Je suis totalement incapable de la satisfaire. Elle le savait, puisqu’elle ouvre un tiroir pour en sortir un gode magnifique, muni des dernières techniques de l’innovation en la matière.

Elle se met sur moi en 69, pend à nouveau ma bite dans sa bouche, sa langue étant toujours aussi active sur mon bâton inerte. Par contre, sous mes yeux, elle se branle avec son nouveau compagnon.

Elle se baise gentiment, lentement, profondément. Je vois bien le gode s’enfoncer, tourner sur lui-même, aller et venir là où j’aurais aimé être. Mais la maligne sait comment me faire bander. Le spectacle qu’elle me donne fait relever la tête de Popaul.

Je bande bien maintenant. Elle arrête sa masturbation pour venir sur moi, les jambes ouvertes. Elle se met le gode dans le cul facilement.

– Baise-moi.

– Tu la veux où ?

– Dans le cul, avec le gode.

– Et devant ?

– Je me branlerai.

Je vais essayer de la contenter. La présence d’un gode n’est pas facile pour l’enculer. Je fais ce que je peux ; elle écarte aussi encore plus ses fesses pour s’offrir mieux. À force, j’entre en elle. Je sens un plaisir nouveau ; la présence du gode vibrant dans le cul me donne d’autres sensations extraordinaires.

Elle doit y trouver son compte, à entendre ses gémissements et sa demande :

– Si ma copine était là, elle me sucerait bien comme elle sait faire. J’ai envie d’elle. Je vais passer un coup de fil.

La voilà, en pleine baise, à téléphoner à je ne sais qui. Si je débande un peu, elle jouit surtout en téléphonant et rn expliquant ce qu’elle fait. Nous sommes toujours moi dedans elle, avec ma bite et le gode dans son cul élargi.


J’allais finir par lâcher mon sperme quand une jolie fille entre sans frapper. Elle coupe ma jouissance, juste avant. Elle est vite nue : une autre exception de la nature devant moi.
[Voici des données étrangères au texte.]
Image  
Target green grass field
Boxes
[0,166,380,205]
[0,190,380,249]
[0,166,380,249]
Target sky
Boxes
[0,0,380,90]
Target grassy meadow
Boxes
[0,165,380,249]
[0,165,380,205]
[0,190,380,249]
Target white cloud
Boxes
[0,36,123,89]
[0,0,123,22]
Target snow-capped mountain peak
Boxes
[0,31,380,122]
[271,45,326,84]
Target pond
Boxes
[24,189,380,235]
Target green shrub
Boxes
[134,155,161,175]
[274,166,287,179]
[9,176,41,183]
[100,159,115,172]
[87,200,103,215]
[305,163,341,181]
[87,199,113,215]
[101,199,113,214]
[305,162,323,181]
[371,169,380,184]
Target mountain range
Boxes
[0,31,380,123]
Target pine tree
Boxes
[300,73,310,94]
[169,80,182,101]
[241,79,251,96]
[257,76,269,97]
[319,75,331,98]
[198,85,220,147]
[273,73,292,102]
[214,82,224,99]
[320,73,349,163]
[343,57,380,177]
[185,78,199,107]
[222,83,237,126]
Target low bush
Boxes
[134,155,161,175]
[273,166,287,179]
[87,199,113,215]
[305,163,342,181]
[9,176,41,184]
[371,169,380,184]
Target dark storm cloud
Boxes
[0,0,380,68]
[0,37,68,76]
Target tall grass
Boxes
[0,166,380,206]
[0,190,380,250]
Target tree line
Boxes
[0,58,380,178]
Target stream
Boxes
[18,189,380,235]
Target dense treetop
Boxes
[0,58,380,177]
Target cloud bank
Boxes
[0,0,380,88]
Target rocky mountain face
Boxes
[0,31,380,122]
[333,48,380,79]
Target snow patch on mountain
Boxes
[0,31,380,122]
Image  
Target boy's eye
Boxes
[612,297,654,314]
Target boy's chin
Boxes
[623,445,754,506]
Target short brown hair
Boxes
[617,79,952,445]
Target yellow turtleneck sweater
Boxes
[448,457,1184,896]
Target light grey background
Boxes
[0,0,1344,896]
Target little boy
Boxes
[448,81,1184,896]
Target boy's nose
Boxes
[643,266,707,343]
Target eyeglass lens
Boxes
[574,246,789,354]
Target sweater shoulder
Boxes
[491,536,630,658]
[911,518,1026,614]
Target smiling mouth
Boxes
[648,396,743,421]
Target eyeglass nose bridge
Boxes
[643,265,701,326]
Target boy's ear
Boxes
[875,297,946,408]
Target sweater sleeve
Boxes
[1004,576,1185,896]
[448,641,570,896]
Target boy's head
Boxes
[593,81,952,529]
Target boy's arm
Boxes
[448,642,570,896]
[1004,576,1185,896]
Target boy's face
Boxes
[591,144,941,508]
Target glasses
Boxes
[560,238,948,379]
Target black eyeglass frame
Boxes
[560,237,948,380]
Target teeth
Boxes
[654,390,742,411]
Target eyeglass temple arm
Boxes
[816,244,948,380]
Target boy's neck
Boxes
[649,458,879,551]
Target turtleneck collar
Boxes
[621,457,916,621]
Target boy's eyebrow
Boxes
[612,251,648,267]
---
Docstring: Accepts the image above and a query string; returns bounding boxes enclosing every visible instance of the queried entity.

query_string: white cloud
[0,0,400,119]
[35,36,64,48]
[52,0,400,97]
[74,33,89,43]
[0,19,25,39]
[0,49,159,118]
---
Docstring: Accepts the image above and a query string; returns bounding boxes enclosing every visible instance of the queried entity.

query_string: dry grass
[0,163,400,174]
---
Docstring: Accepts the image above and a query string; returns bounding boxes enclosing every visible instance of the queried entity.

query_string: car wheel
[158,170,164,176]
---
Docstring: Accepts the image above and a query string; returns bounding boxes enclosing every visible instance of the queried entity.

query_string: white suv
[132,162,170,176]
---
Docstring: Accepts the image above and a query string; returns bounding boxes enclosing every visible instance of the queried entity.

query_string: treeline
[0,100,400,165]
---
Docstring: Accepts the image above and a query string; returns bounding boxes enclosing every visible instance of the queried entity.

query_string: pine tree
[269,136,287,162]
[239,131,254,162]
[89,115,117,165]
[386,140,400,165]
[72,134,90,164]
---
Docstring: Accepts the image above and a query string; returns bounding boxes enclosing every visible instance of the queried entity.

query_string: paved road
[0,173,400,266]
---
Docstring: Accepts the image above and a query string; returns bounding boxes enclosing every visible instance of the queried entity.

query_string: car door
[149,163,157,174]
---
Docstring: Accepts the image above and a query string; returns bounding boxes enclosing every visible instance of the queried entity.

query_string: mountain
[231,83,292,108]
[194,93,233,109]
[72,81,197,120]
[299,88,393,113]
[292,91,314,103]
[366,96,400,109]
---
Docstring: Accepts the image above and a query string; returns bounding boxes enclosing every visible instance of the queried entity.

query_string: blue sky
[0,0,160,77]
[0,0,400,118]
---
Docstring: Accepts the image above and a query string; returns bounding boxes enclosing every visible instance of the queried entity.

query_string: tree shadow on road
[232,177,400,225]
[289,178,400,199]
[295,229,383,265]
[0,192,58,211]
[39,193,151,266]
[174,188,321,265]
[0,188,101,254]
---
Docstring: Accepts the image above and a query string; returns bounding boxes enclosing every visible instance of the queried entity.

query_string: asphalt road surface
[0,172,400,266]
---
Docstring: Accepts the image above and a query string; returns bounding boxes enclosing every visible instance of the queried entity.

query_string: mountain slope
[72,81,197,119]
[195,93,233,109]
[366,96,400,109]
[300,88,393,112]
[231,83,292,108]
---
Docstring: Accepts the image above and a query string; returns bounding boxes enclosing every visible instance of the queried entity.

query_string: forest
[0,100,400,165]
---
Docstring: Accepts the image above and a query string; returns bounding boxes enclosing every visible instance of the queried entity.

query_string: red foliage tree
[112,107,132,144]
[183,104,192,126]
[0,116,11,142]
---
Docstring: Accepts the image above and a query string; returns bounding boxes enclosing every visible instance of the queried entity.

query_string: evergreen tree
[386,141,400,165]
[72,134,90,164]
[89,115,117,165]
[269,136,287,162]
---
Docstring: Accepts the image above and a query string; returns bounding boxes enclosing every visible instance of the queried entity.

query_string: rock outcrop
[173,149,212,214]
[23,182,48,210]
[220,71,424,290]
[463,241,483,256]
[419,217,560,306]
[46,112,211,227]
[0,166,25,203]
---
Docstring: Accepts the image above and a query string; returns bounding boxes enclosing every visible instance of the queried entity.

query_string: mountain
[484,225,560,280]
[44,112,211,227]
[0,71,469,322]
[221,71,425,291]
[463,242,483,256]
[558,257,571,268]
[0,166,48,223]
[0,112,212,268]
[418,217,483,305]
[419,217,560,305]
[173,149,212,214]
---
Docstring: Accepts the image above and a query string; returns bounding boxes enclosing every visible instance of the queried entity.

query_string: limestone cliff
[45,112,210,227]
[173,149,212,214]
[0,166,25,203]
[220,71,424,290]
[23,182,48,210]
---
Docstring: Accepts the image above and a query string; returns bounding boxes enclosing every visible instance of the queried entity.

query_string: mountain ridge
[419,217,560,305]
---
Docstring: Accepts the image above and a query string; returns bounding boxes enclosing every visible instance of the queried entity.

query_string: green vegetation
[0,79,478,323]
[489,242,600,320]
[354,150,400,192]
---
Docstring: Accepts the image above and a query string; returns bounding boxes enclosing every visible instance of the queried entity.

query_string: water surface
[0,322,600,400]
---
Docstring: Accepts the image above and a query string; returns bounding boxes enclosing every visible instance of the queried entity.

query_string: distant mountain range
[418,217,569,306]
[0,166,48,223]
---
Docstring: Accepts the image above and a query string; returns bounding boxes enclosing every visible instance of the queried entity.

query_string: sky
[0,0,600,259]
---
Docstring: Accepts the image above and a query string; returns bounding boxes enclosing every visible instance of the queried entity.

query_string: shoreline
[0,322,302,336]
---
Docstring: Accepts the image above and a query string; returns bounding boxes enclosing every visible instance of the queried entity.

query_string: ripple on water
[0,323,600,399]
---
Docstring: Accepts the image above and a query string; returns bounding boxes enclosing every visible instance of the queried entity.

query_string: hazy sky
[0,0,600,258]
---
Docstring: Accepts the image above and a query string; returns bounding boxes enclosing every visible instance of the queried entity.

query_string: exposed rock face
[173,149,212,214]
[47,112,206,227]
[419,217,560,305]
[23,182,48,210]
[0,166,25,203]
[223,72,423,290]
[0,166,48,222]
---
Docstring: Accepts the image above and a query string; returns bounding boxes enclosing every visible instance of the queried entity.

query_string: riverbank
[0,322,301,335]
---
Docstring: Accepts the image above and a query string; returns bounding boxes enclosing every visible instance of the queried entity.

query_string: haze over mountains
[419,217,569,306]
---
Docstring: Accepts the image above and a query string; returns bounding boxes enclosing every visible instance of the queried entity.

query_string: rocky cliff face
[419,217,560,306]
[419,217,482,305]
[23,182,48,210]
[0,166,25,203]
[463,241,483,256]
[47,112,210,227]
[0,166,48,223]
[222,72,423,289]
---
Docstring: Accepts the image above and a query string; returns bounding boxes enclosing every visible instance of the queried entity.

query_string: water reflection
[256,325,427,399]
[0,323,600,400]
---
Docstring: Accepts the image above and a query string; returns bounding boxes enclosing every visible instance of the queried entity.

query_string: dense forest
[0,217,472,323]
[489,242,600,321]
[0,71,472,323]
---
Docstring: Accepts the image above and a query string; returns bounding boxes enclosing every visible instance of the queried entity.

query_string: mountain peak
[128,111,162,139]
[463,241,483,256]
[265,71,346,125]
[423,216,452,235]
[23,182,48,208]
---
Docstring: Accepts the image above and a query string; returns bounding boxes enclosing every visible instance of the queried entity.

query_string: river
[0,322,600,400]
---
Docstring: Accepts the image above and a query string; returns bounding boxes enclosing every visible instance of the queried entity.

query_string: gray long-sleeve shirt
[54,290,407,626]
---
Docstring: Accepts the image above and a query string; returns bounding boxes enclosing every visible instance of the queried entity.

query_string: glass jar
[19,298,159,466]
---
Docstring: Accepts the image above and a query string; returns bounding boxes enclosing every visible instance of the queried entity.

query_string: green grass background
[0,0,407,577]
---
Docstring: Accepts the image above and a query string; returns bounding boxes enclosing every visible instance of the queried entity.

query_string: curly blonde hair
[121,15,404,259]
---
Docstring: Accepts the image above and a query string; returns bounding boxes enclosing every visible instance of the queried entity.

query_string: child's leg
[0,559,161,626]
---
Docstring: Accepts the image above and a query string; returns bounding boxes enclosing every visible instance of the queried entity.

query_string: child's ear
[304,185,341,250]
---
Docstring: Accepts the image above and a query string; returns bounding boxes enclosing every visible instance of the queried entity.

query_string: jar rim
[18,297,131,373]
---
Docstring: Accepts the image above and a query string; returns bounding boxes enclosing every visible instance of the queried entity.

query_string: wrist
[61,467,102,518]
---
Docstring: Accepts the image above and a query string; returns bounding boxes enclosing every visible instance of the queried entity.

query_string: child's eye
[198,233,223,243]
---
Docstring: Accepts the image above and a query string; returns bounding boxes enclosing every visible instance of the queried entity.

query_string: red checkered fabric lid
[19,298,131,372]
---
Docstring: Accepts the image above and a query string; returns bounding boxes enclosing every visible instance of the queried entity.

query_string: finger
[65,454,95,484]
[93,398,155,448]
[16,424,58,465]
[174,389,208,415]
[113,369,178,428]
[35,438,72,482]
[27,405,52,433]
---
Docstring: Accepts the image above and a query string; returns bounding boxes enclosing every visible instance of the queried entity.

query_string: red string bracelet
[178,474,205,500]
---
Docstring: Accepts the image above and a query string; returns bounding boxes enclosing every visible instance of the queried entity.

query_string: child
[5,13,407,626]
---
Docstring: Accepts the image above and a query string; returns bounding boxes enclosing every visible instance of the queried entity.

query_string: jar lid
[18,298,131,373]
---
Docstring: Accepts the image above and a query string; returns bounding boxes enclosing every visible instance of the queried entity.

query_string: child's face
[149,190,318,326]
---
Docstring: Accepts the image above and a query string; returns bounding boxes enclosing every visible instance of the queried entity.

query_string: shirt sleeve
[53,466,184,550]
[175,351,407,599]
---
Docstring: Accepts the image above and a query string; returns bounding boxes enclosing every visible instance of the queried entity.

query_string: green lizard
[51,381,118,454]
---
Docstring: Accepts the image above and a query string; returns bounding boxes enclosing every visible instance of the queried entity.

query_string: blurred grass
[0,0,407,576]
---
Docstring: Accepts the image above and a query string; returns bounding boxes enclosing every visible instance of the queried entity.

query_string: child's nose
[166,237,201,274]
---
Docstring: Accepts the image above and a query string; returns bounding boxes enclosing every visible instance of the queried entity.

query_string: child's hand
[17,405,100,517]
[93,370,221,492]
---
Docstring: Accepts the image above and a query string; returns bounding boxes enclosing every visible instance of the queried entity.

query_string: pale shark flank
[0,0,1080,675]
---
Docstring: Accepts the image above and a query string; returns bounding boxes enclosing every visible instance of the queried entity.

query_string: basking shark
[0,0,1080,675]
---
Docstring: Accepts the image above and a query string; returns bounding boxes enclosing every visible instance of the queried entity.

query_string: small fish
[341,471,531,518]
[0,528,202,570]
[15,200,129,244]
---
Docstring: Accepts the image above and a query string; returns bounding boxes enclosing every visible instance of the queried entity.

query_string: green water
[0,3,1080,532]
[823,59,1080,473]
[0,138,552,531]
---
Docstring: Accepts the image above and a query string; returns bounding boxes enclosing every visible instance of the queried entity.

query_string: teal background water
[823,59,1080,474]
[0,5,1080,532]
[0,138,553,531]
Avant tout, elle me donne un baiser sur la bouche, puis embrasse sa copine sur la bouche, bien sûr.

Elle se glisse sous nous ; je la vois quand elle vient prendre le clitoris de son amie, qui elle aussi prend le sien. Elles se font un 69 assez bizarre. La nouvelle arrive à bouger le gode en même temps que moi. C’est bien meilleur. Elle me caresse aussi les couilles.


Je ne pensais pas finir en trio avec deux perles de filles qui sont plutôt bis qu’homos. Je ne sais comment je fais pour ne pas partir. Je sens que ma première fille jouit plusieurs fois. Et enfin je sens venir du fond du ventre la vague libératrice. Je jouis comme je n’ai jamais joui.

C’est à croire que les orgasmes se transmettent des uns aux autres : elles aussi jouissent presque ensemble.


Je pense partir quand elles me retiennent : elles ont besoin de moi pour se finir. Je ne sais trop ce que veut dire « se finir ». Je reste près du couple de filles qui s’embrassent longuement sur la bouche, me donnant des envies de recommencer encore un long moment à les baiser, surtout qu’une ne connaît pas encore ma queue. Et en plus, je ne connais même pas leurs prénoms. Quelle importance quand on baise la première venue !


Je sens qu’elles ont envie de baiser entre filles. Je vais les laisser s’aimer comme elles veulent. Il ne faut surtout pas que je parte, sinon je romprais je ne sais quel lien entre nous. Bref, je dois les regarder.

C’est facile et agréable de voir deux filles se faire l’amour, surtout quand elles savent bien se gougnotter. La position en 69 semble leur plaire particulièrement. Je vois qu’elles se mettent des doigts dans le cul. Moi qui hésitais au début, je m’en veux de ne pas l’avoir fait en la branlant.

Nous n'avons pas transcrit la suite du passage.